Watching him and Pontus at the recent awards was to see two people relaxed and at the top of their game, with huge mutual respect. Not hard to see why the skipper actually chose to join the project.

So indulge me. If we swapped Jurgen for Thomas how would that go? Personally I’m not so sure it would work as well. Thomas, like some players who have left, is a perfect fit for the system. Leaving would only diminish their return.

The grass isn’t always greener as one of our greatest ever managers, Dean Smith, has discovered. Hierarchies with itchy trigger fingers do not make for reasoned decision-making.

The bigger picture philosophy in place at TW8 – epitomised by the lack of knee-jerking during this season’s two blips – is breathtakingly beautiful. In hindsight.

Yes, there were times (I’m sure you knew…) when the ‘will we, won’t we’ question kept popping into my head. Every 20 minutes or so, usually in work meetings but only for a few weeks.

But Matthew Benham did it his way, kept the faith, stayed calm and trusted in the bigger picture.
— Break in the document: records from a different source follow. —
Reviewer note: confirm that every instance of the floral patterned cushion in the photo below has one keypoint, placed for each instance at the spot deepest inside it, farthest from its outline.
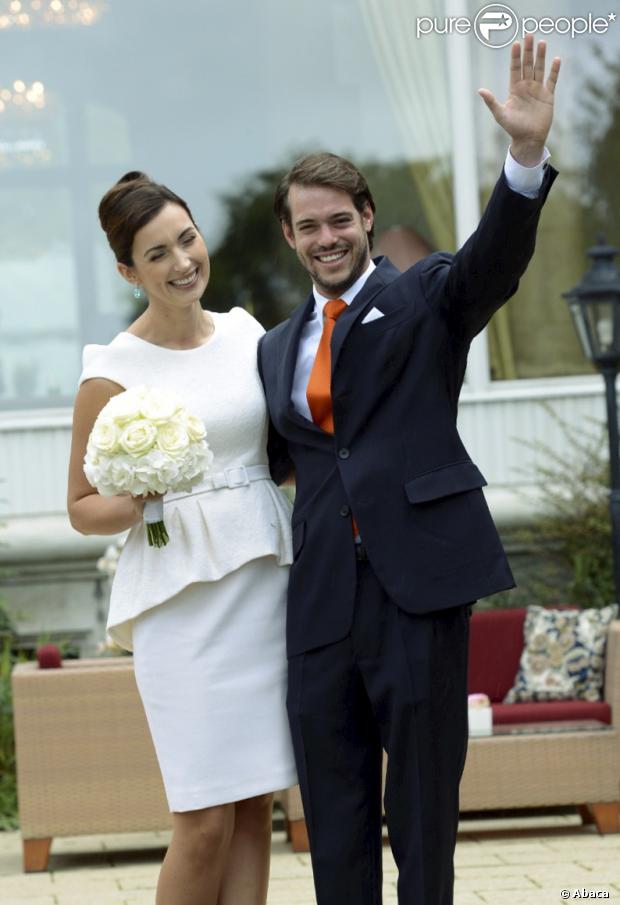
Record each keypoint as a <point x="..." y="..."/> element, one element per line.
<point x="563" y="655"/>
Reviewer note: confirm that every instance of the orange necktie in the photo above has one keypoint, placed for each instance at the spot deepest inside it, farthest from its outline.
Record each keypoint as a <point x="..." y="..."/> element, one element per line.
<point x="319" y="391"/>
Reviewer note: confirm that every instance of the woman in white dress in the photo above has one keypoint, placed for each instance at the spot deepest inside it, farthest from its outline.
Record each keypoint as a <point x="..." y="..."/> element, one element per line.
<point x="205" y="614"/>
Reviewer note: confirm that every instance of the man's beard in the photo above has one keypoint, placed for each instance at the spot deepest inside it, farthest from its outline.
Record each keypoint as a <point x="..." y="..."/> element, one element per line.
<point x="339" y="285"/>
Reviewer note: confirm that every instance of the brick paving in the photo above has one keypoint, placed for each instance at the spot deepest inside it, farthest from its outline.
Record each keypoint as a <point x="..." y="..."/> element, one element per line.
<point x="525" y="860"/>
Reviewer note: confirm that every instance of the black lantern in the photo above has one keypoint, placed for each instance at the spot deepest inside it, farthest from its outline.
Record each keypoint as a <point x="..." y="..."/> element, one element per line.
<point x="595" y="306"/>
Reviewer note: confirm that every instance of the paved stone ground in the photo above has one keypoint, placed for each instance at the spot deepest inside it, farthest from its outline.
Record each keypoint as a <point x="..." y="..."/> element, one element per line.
<point x="519" y="860"/>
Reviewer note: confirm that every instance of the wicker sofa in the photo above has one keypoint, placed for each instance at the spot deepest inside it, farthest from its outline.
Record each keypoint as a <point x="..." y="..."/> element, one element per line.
<point x="529" y="768"/>
<point x="85" y="760"/>
<point x="86" y="763"/>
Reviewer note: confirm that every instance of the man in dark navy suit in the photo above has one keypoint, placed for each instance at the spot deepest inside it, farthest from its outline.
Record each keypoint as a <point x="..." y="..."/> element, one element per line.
<point x="392" y="538"/>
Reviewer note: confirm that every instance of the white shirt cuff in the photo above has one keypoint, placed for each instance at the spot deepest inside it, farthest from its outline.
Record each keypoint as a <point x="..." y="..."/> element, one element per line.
<point x="525" y="180"/>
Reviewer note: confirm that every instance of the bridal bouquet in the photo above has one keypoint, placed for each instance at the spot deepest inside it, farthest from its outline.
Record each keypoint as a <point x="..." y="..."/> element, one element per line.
<point x="144" y="441"/>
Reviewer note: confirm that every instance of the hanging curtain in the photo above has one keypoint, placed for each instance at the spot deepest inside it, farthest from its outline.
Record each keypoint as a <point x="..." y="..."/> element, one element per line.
<point x="415" y="77"/>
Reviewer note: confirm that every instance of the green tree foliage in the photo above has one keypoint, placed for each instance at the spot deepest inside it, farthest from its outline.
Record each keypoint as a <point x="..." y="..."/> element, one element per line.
<point x="8" y="788"/>
<point x="573" y="528"/>
<point x="602" y="132"/>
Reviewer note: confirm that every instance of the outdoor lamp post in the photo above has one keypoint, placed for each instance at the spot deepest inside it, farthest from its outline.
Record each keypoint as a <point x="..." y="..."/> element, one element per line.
<point x="595" y="306"/>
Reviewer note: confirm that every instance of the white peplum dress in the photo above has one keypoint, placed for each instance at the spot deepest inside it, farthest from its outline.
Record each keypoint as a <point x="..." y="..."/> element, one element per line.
<point x="205" y="615"/>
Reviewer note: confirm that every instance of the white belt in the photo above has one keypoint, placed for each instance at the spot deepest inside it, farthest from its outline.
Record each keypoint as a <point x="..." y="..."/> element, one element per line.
<point x="237" y="476"/>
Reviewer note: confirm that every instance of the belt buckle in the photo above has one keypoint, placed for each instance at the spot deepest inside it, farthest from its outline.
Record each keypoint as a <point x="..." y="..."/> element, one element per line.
<point x="232" y="480"/>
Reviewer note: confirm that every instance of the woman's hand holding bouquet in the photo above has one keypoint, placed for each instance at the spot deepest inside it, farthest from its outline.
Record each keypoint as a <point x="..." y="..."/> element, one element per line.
<point x="146" y="442"/>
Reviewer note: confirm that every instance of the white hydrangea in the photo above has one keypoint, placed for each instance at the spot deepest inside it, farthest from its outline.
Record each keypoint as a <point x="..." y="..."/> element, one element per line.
<point x="145" y="441"/>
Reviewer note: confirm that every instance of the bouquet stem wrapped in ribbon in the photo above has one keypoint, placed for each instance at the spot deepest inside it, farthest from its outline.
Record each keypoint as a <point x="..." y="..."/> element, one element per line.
<point x="144" y="442"/>
<point x="154" y="521"/>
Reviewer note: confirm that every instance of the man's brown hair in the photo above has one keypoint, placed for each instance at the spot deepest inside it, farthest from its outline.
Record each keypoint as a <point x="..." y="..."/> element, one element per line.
<point x="328" y="170"/>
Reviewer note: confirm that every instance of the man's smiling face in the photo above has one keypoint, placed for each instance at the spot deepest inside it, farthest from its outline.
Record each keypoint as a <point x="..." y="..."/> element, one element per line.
<point x="329" y="235"/>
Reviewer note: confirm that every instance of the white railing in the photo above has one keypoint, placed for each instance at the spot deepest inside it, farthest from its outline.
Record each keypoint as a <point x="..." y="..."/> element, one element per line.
<point x="498" y="425"/>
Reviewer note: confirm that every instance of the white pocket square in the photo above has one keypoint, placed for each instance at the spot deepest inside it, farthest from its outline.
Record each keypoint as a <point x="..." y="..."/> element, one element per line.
<point x="372" y="315"/>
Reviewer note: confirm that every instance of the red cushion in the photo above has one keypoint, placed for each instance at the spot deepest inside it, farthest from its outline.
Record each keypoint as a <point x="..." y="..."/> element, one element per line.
<point x="495" y="648"/>
<point x="544" y="711"/>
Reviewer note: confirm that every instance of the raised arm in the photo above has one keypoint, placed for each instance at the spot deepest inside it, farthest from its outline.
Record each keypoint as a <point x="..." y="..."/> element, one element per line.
<point x="472" y="284"/>
<point x="527" y="114"/>
<point x="89" y="512"/>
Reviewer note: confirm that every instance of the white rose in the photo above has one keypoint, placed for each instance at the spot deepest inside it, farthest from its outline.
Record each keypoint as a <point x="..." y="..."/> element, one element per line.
<point x="138" y="437"/>
<point x="172" y="438"/>
<point x="195" y="428"/>
<point x="159" y="406"/>
<point x="104" y="436"/>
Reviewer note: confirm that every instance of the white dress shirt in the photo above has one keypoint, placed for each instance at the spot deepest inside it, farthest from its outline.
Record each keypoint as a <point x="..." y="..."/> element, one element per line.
<point x="525" y="180"/>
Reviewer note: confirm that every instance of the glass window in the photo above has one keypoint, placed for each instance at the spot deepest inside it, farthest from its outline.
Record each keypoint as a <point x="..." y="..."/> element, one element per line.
<point x="533" y="335"/>
<point x="214" y="100"/>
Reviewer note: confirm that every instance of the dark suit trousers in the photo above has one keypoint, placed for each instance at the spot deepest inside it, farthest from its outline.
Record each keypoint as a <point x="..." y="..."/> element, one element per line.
<point x="397" y="682"/>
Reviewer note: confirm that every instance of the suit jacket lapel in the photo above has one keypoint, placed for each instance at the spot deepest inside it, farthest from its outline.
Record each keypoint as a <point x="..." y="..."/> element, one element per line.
<point x="383" y="274"/>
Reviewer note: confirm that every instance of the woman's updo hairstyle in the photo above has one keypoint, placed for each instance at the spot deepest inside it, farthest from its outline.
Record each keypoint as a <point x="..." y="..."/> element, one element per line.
<point x="128" y="206"/>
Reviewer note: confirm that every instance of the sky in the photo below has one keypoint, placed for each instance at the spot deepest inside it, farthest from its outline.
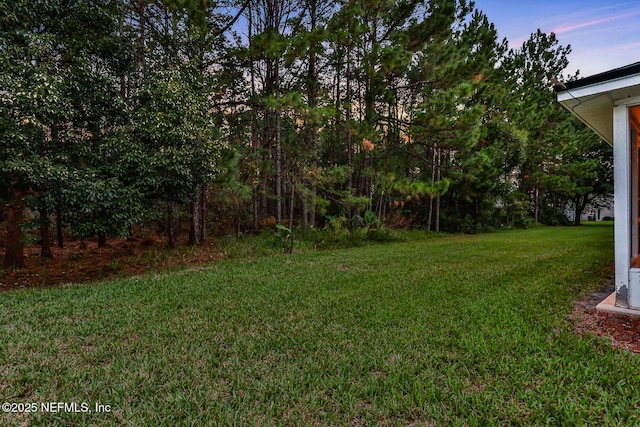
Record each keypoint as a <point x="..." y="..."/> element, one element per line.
<point x="603" y="34"/>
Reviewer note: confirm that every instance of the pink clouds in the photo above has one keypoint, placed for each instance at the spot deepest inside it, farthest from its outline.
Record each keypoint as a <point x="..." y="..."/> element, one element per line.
<point x="570" y="27"/>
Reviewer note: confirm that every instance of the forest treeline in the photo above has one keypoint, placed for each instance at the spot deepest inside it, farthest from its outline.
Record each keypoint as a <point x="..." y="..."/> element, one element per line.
<point x="304" y="113"/>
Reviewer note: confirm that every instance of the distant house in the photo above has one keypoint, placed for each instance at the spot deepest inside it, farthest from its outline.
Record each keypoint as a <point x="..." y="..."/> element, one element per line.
<point x="609" y="103"/>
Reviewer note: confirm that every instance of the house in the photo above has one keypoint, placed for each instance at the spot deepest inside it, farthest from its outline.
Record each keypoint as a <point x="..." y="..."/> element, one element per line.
<point x="609" y="103"/>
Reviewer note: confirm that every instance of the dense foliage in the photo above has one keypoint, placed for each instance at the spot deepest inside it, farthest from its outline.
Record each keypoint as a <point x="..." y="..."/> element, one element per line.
<point x="305" y="113"/>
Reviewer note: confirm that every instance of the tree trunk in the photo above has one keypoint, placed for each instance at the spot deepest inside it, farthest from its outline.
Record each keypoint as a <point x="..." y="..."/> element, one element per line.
<point x="102" y="239"/>
<point x="45" y="240"/>
<point x="194" y="230"/>
<point x="197" y="230"/>
<point x="14" y="255"/>
<point x="59" y="235"/>
<point x="171" y="233"/>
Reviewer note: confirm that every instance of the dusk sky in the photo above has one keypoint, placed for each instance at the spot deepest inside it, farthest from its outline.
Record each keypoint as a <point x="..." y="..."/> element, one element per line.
<point x="602" y="35"/>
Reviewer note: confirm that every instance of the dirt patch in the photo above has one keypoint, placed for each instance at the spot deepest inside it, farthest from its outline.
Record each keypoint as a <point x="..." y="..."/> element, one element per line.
<point x="622" y="332"/>
<point x="85" y="263"/>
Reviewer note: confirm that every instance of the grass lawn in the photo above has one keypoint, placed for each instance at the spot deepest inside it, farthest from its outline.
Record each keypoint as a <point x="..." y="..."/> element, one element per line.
<point x="459" y="330"/>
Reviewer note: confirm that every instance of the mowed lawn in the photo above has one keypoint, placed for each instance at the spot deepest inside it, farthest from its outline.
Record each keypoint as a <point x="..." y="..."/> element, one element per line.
<point x="458" y="330"/>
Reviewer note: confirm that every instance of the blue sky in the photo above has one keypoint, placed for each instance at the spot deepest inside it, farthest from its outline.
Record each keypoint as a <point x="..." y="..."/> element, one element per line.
<point x="603" y="35"/>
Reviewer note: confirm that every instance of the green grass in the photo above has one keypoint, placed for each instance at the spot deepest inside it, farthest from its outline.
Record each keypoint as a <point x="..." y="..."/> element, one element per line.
<point x="460" y="330"/>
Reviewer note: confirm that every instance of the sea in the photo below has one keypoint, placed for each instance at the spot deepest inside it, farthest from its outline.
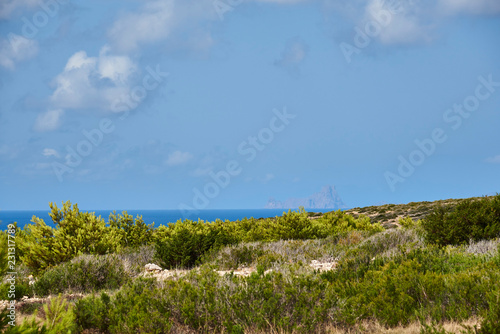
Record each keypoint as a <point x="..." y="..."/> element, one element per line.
<point x="159" y="217"/>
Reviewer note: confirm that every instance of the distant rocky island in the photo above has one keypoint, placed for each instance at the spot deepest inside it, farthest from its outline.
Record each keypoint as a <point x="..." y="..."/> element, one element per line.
<point x="327" y="198"/>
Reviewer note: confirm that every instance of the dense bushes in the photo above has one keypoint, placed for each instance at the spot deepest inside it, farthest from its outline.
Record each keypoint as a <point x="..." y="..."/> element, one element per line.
<point x="470" y="220"/>
<point x="391" y="278"/>
<point x="137" y="308"/>
<point x="82" y="275"/>
<point x="42" y="246"/>
<point x="184" y="243"/>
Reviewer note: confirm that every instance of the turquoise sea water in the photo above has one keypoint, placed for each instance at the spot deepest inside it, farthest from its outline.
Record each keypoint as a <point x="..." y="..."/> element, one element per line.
<point x="159" y="217"/>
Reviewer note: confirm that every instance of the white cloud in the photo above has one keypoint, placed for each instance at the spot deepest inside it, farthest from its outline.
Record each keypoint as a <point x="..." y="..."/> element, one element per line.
<point x="401" y="22"/>
<point x="293" y="55"/>
<point x="268" y="177"/>
<point x="198" y="172"/>
<point x="50" y="152"/>
<point x="157" y="20"/>
<point x="152" y="23"/>
<point x="178" y="158"/>
<point x="494" y="160"/>
<point x="49" y="121"/>
<point x="474" y="7"/>
<point x="8" y="7"/>
<point x="16" y="49"/>
<point x="93" y="82"/>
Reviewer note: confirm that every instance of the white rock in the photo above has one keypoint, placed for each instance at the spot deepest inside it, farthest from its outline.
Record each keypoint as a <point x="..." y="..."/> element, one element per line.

If we’d gone down, the principles would have remained unchanged.

That reassurance that has spread through the club and supporters like a ray of sunshine is what has allowed Thomas the freedom to be brave… and succeed.

No Watford managerial turnstile here, no work ‘em ‘til they drop “miracle man” approach. Just a good honest work ethic, togetherness and transparency.

To lump Thomas in with Eddie Howe in the nominations is, to my mind, a bit of an insult. Yes, there are pressures when you have unlimited cash to spend to beat the drop, but it doesn’t half make life easier.

Our Head Coach, his backroom team and medical staff have hit the brief. They’ve improved the squad individually and as a whole, squeezed percentage improvements from every player and most importantly kept the club rooted and linked to the fans.

Perhaps the highlight for me this season – Chelsea away, Wolves away, Everton away, Liverpool at home, the list goes on – has been the pre-match and half-time videocam footage.

Boys and girls, our fans of tomorrow, singing Hey Jude with the same gusto as veterans of trips to Carlisle and Torquay, the crying grandad, Thomas’ unbridled joy as he celebrates with Woody, the image of a proud Sikh resplendent in Bees shirt, families of all beliefs and creeds freed from desire together.

All indelibly etched in my memory, layer upon layer of reasons why this club will never lose its unique identity.

So when the Manager of the Year and his team are announced, don’t be downhearted.

We all know who the true winners are.